The Nigerian writer Chimamanda Ngozi Adichie makes a surprise appearance on Beyoncé’s latest album, released on iTunes last week, declaiming: “We teach girls to shrink themselves, to make themselves smaller. We say to girls ‘You can have ambition, but not too much.’”
The novelist’s intervention comes during the track ***Flawless, appearing as a series of samples from her impassioned TED talk, “We should all be feminists.”
During the speech, the Orange prize-winning author argued that differing expectations of men and women damage economic and social prospects in Nigeria, and more generally around Africa and the world.
Beyoncé has been particularly inspired by sections where Adichie explores attitudes towards marriage, sampling a passage where the novelist talks directly about aspirations.
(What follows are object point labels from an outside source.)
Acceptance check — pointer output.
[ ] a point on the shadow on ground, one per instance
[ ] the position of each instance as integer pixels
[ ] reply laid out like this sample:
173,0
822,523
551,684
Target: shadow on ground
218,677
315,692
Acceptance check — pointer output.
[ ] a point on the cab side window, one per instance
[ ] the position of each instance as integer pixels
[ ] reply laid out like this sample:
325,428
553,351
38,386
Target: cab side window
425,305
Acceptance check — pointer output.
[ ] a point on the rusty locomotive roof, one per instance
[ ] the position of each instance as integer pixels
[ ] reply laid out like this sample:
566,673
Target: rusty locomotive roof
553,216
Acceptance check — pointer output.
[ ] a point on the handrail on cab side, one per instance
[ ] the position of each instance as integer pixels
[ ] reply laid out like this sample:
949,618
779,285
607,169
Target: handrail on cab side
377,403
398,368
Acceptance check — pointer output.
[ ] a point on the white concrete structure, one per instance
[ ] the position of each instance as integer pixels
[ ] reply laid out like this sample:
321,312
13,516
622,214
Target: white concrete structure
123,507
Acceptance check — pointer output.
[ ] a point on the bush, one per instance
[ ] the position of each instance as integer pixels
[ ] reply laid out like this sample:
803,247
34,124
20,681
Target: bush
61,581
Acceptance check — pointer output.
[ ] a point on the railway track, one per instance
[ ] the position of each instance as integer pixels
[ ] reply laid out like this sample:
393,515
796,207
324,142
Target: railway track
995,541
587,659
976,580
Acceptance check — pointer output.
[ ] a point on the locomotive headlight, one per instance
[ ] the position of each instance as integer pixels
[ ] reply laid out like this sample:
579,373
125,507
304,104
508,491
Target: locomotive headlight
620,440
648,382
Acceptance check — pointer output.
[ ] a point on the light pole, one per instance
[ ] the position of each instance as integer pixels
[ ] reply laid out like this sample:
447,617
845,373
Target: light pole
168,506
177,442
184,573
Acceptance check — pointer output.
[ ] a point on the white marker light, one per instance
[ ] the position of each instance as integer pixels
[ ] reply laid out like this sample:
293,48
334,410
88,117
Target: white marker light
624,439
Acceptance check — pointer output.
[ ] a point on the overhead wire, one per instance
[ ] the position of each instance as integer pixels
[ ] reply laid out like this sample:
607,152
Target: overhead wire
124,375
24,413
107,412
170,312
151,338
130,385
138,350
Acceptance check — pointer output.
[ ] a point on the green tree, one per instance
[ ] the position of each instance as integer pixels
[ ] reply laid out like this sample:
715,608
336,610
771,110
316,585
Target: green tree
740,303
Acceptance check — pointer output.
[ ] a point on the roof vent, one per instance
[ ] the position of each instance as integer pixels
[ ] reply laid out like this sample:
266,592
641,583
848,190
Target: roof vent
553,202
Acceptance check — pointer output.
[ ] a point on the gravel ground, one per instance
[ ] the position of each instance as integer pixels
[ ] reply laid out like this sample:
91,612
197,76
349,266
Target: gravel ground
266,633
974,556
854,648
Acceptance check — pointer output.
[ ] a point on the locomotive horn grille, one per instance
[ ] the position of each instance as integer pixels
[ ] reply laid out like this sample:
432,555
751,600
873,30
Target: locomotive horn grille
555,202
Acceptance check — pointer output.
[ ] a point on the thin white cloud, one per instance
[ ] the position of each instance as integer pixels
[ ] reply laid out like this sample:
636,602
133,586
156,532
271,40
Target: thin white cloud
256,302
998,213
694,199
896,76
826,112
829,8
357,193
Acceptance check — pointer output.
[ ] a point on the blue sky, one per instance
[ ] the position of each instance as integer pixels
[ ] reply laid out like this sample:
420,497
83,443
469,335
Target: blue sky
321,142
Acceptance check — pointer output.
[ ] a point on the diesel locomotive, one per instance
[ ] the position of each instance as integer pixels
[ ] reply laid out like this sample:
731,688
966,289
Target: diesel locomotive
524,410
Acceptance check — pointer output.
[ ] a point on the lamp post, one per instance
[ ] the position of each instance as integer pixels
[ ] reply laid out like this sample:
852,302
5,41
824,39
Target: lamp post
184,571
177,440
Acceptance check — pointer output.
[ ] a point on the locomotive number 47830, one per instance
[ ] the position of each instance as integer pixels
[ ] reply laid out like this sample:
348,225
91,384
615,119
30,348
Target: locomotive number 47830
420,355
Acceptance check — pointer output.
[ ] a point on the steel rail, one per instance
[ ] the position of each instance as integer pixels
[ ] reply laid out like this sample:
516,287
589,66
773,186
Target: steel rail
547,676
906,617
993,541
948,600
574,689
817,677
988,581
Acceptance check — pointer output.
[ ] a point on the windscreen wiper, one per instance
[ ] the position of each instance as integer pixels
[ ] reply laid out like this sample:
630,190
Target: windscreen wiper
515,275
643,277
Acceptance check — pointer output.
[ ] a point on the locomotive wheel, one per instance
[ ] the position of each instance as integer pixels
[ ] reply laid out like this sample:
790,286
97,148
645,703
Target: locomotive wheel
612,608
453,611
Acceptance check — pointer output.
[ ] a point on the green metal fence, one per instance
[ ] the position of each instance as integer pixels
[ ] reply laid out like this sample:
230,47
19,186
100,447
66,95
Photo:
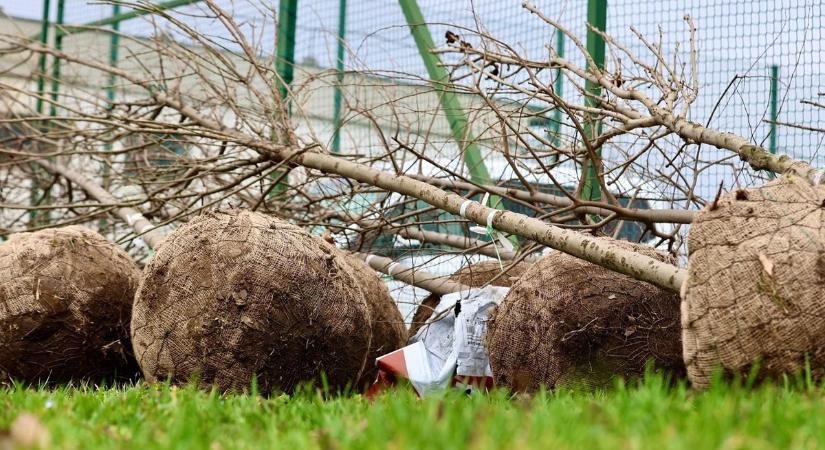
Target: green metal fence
758,59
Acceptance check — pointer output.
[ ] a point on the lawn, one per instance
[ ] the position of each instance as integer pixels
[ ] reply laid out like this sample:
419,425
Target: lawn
646,415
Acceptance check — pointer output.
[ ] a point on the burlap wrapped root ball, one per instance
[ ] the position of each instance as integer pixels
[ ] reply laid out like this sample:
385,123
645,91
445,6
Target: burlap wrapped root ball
756,279
389,332
473,275
237,295
65,303
568,322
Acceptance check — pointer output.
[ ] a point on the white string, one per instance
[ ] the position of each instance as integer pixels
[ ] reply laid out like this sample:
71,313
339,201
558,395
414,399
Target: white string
463,209
389,269
132,218
490,218
369,257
“Because I am a female, I am expected to aspire to marriage,” Adichie says. “I am expected to make my choices always keeping in mind that marriage is the most important. Marriage can be… a source of joy and love and mutual support. But why do we teach girls to aspire to marriage and we don’t teach boys the same?”
Another section sampled on ***Flawless argues that girls are raised “to see each other as competitors, not for jobs or accomplishments which I think can be a good thing, but for the attention of men.”
Beyoncé has also used lines from a part of the speech where Adichie queries parents’ attitudes towards young people’s sexuality:
“We teach girls that they cannot be sexual beings in the way that boys are. If we have sons, we don’t mind knowing about our sons’ girlfriends, but our daughters’ boyfriends? God forbid. But of course when the time is right, we expect those girls to bring back the perfect man to be their husband.”
The pop diva quotes Adichie’s definition of a feminist as “a person who believes in the social, economic and political equality of the sexes.”
Over the course of the 30-minute speech, the novelist argues that we do “a great disservice” to boys in how we raise them, putting them in the “hard cage” of masculinity; and that we do “a greater disservice” to girls.
“We say to girls, you should aim to be successful, but not too successful, otherwise you will threaten ‘The Man.’”
Adichie begins her talk by recalling a Nigerian childhood spent reading British and American literature, which inspired her to write novels featuring African characters. Now it seems the writer’s words have themselves inspired an uptempo feminist anthem from one of the biggest names in pop music.